The iroko tree is somewhat like Osagie Imasogie: native to West Africa, strong and sturdy, with deep roots.
Imasogie invoked all of that Wednesday as he and other leaders from Iroko Pharmaceuticals L.L.C. cut the ribbon on their new office at the Philadelphia Navy Yard.
The five-year-old drug company has 60 employees and plans for 180 in the next couple of years. Imasogie, chairman of the board, and chief executive officer John Vavricka said the growth stems from the private company's sales of pain medicine in 48 countries and the hope of selling more in the United States. (They declined to disclose exact revenue figures.) Iroko intends to submit paperwork with the U.S. Food and Drug Administration later this month.
Iroko, which moved from an older Navy Yard building, is leasing the 56,412-square-foot, four-story building from Liberty Property Trust and Synterra Partners, with help from Philadelphia Industrial Development Corp.
With the hope of certifying the building as a "gold standard" Leadership in Energy and Environmental Design facility, its north and east faces are glass to help bring in natural light. Based on employee surveys, the company put in a gym available at any hour, a lactation room, and a cafeteria with subsidized lunches. The hope is that employees will stay and produce more.
"I love this space," Imasogie told the gathering, referring to the Navy Yard, but also the new digs. "We even have two aircraft carriers."
The new Tastykake office and GlaxoSmithKline's soon-to-open facility are about 100 yards away. As Imasogie, Vavricka, and Mayor Nutter cut the ceremonial ribbon, a generator buzzed directly across the street, where workers were building a Courtyard by Marriott hotel.

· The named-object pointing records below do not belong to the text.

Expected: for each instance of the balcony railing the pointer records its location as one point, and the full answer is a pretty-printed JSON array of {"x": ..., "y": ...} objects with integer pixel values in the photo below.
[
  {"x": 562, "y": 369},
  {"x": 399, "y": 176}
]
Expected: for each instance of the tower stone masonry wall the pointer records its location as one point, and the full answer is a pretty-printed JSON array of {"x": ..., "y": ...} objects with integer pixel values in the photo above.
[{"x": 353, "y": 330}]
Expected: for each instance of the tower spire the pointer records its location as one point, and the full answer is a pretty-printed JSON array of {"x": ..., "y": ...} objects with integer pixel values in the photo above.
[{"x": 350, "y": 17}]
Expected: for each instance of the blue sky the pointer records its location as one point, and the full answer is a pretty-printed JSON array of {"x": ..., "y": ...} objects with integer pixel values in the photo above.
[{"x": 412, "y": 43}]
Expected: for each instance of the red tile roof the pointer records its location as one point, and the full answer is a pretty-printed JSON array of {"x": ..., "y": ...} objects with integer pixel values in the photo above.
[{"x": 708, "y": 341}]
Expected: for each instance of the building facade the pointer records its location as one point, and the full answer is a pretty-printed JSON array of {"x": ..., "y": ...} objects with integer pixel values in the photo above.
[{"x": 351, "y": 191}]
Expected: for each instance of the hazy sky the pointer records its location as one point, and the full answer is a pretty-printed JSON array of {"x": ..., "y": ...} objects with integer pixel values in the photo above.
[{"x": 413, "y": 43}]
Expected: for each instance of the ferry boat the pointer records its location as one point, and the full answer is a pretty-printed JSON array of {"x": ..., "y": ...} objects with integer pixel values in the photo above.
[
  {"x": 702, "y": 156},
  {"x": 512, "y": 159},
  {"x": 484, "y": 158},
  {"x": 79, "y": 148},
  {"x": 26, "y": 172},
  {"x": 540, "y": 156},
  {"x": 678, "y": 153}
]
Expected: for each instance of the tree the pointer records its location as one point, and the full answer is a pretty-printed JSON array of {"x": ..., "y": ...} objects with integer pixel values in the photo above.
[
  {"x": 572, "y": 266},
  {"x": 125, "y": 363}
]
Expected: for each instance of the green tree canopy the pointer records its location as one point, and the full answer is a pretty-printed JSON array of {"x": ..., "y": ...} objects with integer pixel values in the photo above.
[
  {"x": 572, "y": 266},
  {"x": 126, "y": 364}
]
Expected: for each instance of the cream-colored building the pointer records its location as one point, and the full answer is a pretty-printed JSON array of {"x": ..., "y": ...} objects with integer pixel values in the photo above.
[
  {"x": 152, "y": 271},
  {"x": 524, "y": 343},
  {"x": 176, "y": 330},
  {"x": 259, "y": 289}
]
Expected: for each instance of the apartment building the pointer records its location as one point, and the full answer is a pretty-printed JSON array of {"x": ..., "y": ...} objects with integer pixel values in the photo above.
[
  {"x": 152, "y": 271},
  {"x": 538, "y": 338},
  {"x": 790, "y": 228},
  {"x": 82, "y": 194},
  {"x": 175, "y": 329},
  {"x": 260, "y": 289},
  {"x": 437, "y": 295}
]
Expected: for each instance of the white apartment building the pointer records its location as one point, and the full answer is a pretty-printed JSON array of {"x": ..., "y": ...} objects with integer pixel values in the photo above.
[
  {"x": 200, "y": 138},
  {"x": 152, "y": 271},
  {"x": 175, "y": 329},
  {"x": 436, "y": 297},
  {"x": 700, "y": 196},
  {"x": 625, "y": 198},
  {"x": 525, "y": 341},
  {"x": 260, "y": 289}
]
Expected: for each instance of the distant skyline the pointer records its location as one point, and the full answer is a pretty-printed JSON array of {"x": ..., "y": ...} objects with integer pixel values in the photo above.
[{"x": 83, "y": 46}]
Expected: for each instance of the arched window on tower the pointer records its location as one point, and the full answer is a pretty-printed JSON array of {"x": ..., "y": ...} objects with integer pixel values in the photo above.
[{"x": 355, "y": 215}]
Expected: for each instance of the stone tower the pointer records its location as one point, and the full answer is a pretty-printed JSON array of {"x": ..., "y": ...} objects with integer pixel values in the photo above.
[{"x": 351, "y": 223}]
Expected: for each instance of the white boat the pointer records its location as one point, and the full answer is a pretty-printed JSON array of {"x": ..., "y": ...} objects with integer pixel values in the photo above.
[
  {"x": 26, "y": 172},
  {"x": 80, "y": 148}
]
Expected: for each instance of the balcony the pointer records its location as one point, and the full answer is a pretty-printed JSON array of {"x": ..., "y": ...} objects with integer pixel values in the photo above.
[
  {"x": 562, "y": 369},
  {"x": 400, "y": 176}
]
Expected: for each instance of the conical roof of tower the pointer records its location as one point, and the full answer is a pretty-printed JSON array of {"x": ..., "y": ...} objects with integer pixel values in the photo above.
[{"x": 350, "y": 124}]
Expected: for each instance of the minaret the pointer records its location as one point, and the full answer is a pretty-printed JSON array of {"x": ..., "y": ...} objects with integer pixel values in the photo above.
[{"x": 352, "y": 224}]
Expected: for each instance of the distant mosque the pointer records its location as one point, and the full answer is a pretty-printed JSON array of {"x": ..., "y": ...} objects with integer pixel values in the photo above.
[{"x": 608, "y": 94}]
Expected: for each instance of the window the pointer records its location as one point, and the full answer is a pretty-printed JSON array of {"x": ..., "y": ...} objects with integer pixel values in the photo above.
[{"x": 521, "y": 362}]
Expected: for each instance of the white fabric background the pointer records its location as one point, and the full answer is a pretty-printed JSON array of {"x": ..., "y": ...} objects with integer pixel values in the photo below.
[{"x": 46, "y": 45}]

Nutter said after the ceremony that the Navy Yard business development, with now more than 10,000 workers on the site, has "serious momentum" and is a "spectacular performer for the city."
Though it has immediate access to I-95, the Navy Yard still lacks a subway stop. SEPTA'S Broad Street Orange line ends at AT&T station at Pattison Street, so Navy Yard workers must drive, take shuttle buses from the subway, or walk. A 2010 study suggested a subway extension would cost $370 million.
"As the business presence increases here at the Navy Yard, that is one serious option we have to look at," Nutter said. "But we know that tunneling is very expensive, and we would only be able to do that with significant federal support."
Imasogie's "roots" took another form Wednesday. He wore his London School of Economics cuff links to the event, but he also earned a law degree from the University of Pennsylvania and now serves on Penn's board of trustees. Iroko announced it will sponsor scholarships to Penn for two graduates of a Philadelphia public school who want to study science.